Saturday, November 11, 2023

Looker and GitLab

 Looker is a category-defining enterprise analytical tool from Google Cloud and Git is the world-class versioning tool. As Looker provides IDE to develop content using LookML language, GitHub, GitLab are web based platforms that uses Git to version the code and also provide advanced collaboration and DevOps features.


Recently I ran into an issue where I was successfully able to migrate code from my personal GitLab branch to the master branch (dev environment). But when I tried to merge my changes with the test branch for UAT, I got error that said "The source branch is 2 commits behind the target branch". I could not understand it as the test branch is protected and no one could modify it directly. 


With bit of learning Git and the way merging and squashing works I realised the cause behind it. The first time I tried to merge my changes from master (dev) to test branch (UAT), it went all fine. While creating that merge request I checked the option "Squash all commits" in GitLab. This caused all the different commits in master branch to be combined in a single commit with new hash value. Then the second time I tried to create a merge request I chose to not select the squash all commits option. This made GitLab to compare the master and test branch and check that the commits with same hash exists in both the places.

Ideally I would not need all the commits of master branch in the test branch, so as to keep it relatively clean. But I would want all the commits to exist in the master (dev) ranch. So, while creating the merge request to merge code from my personal branch to master, I need to ensure that I do not check the squash commit. But when I create merge request to merge code from master to test, then I need to select the squash option so that all the commits of master goes in to test as a single commit with new commit and hash value. But the challenge I will face is that it works for the first merge into test but the in the next merge, GitLab will not allow merging as the hash value between master and test will not match.

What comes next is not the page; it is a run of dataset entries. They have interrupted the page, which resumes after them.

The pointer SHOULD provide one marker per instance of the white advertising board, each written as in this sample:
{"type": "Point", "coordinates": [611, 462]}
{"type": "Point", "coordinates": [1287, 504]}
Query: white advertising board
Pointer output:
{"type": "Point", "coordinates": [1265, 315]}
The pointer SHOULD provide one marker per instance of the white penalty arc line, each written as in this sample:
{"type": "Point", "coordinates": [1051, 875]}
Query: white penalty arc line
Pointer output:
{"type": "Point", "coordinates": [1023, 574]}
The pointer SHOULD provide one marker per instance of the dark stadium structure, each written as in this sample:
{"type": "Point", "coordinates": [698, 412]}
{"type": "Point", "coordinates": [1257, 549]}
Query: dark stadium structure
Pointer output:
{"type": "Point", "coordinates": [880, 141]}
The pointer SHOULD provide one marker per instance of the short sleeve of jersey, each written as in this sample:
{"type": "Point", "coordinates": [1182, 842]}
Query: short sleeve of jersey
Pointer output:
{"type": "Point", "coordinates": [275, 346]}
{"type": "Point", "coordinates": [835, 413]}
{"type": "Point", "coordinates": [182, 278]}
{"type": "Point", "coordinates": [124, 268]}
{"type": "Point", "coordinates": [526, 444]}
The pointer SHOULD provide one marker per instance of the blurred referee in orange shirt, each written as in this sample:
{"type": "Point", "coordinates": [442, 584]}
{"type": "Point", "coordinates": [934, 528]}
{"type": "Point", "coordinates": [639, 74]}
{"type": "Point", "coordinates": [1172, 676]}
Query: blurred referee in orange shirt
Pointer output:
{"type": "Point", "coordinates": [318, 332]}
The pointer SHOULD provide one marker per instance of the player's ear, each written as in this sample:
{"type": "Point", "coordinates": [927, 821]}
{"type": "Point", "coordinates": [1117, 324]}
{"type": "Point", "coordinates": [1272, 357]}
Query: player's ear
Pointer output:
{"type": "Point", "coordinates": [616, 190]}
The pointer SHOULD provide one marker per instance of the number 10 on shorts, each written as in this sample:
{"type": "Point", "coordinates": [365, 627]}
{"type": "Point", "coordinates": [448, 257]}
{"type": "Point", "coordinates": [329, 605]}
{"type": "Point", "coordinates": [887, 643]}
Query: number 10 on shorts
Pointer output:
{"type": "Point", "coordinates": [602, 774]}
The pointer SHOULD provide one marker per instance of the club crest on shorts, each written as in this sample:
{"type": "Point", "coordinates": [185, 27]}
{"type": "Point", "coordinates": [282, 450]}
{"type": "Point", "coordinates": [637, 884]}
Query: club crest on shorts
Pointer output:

The solution I got working was to revert the earlier successful merge into test and then create a new merge request. This time I did not select squash all commits and though it showed the message "source is 2 commits behind the target" (which is the first successful merge with new has value and second merge for reverting the first merge with its own hash value). This approach will cause the test branch to contain all the commits from master branch but will work just fine.